The mentioned cluster algorithm does not scale. In fact its computation cost would typically grow exponentially with the number of markers.

To remedy this you could split the world into partitions and calculate clustering and serve clients from each partition. This would indeed support scaling since the workload can be split and performed by several (roughly) independent servers.

The question then is how to find a good partitioning scheme. You may also want to consider providing different clustering of markers at different zoom levels, and your partitioning scheme should incorporate this as well to allow scaling.

Google divide the map into tiles with x, y and z-coordinates, where x and y are the horizontal and vertical position of the tile starting from the north-west corner of the map, and where z is the zoom level.

At the minimum zoom level (zero) the entire map consist of a single tile. (all tiles are 256x256 pixels). At the next zoom level that tile is divided into four sub tiles. This continues, so that in zoom level 2 each of those four tiles has been divided into four sub tiles, which gives us a total of 16 tiles. Zoom level 3 has 64 tiles, level 4 has 256 tiles, and so on. (The number of tiles on any zoom level can be expressed as 4^z.)

Using this partitioning scheme you could calculate clustering per tile starting at the lowest zoom level (highest z-coordinate), bubbling up until you reach the top.

The set of markers to be clustered for a single tile is the union of all markers (some of which may represent clusters) of its four sub tiles.

This gives you a limited computational cost and also gives you a nice way of chunking up the data to be sent to the client. Instead of requesting all markers for a given zoom level (which would not scale) clients can request markers on a tile-by-tile basis as they are loaded into the map.

There is however a flaw in this approach: Consider two adjacent tiles, one to the left and one to the right. If the left tile contains a marker/cluster at its far right side and the right tile contains a marker/cluster at its far left side, then those two markers/clusters should be merged but won't be since we're performing the clustering mechanism for each tile individually.
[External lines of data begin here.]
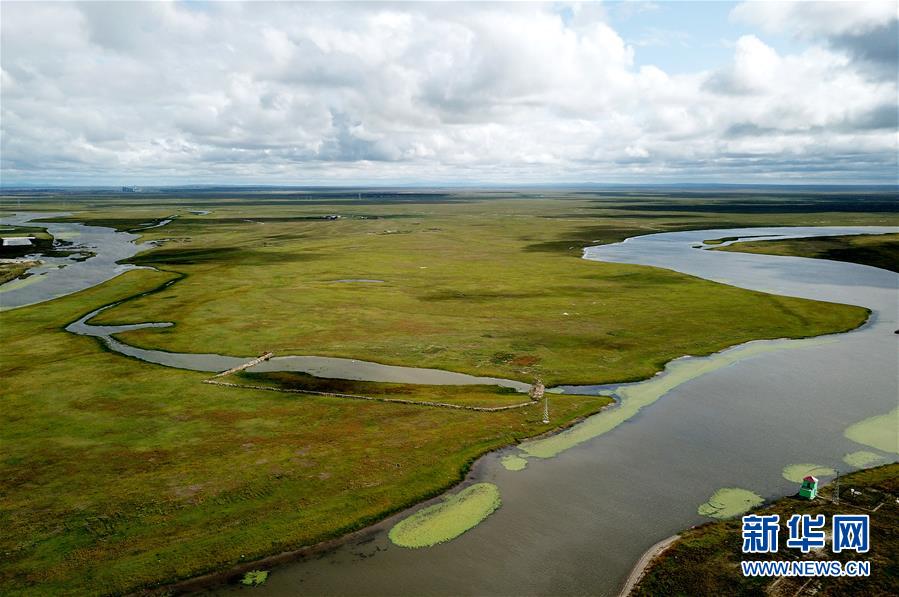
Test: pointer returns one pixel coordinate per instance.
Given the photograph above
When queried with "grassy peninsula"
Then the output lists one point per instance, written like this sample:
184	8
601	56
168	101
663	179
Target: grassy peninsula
120	475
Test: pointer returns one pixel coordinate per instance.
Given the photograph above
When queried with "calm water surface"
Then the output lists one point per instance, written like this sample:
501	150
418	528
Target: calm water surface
576	523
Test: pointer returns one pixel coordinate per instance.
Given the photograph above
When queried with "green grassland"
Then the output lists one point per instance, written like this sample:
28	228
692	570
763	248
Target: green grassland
880	250
705	560
478	288
120	474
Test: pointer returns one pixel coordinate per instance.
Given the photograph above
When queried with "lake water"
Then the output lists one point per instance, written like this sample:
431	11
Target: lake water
59	276
576	523
591	500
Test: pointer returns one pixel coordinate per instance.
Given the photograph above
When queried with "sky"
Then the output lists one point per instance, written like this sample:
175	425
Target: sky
160	93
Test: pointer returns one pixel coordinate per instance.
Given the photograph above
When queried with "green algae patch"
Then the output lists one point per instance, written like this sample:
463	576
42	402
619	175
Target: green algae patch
447	520
877	432
798	472
729	502
513	462
634	397
863	459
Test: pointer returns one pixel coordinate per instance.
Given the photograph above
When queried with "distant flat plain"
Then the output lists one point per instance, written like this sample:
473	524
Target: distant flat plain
122	475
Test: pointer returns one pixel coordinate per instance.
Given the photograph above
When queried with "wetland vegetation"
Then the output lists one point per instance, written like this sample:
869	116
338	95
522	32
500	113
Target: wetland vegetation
121	474
705	560
880	250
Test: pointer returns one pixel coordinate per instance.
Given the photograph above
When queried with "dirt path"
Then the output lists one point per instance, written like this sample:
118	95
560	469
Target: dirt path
643	563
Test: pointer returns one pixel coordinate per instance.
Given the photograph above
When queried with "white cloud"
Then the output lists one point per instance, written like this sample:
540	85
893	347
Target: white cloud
416	92
816	18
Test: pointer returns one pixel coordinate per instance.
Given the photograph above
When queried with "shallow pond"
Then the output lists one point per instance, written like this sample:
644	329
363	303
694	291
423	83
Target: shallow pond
575	522
59	276
578	509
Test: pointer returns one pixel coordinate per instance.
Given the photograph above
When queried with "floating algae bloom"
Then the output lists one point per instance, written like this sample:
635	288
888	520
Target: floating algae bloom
797	472
447	520
863	459
513	462
730	501
878	432
634	397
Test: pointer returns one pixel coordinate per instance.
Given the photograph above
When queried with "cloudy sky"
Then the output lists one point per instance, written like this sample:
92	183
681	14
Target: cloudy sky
417	93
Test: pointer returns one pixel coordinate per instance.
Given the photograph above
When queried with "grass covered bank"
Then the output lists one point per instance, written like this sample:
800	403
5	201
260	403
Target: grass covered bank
120	475
705	560
880	250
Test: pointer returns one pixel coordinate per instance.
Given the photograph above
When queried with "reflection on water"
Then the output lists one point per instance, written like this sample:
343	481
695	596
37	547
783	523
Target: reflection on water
59	276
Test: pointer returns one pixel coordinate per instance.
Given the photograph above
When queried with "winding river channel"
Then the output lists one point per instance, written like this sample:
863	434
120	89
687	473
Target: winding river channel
580	507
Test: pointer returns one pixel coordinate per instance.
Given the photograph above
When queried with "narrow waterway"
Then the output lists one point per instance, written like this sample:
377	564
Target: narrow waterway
588	502
60	276
577	518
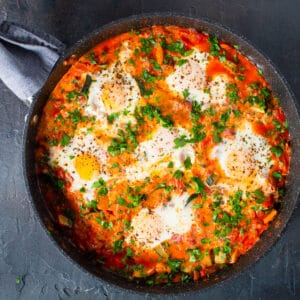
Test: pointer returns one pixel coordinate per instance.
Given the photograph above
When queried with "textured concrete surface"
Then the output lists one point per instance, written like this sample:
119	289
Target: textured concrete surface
33	268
To remedy this you could post-process tiles after they have been clustered so that you merge markers/clusters that lay on the each of the four edges, taking into account each of the eight adjacent tiles for a given tile. This post-merging mechanism will only work if we can assume that no single cluster is large enough to affect the surrounding markers which are not in the same sub tile. This is, however, a reasonable assumption.

As a final note: With the scaled out approach you'll have clients making several small requests. These requests will have locality (i.e. tiles are not randomly requested, but instead tiles that are geographically close to each other are also typically accessed together).

To improve lookup/query performance you would benefit from using search keys (representing the tiles) that also have this locality property (since this would store data for adjacent tiles in adjacent data blocks on disk - improving read time and cache utilization).

You can form such a key using the tile/sub tile partitioning scheme. Let the top tile (the single one spanning the entire map) have the empty string as key. Next, let each of its sub tiles have the keys A, B, C and D. The next level would have keys AA, AB, AC, AD, BA, BC, ..., DC, DD.

Apply this recursively and you'll end up with a partitioning key that identifies your tiles, allows quick transformation to x,y,z-coordinates and has the locality property. This key naming scheme is sometimes called a Quad Key stemming from the fact that the partitioning scheme forms a Quad Tree. The locality property is the same as you get when using a Z-order curve to map a 2D-value into a 1D-value.

Please let me know if you need more details.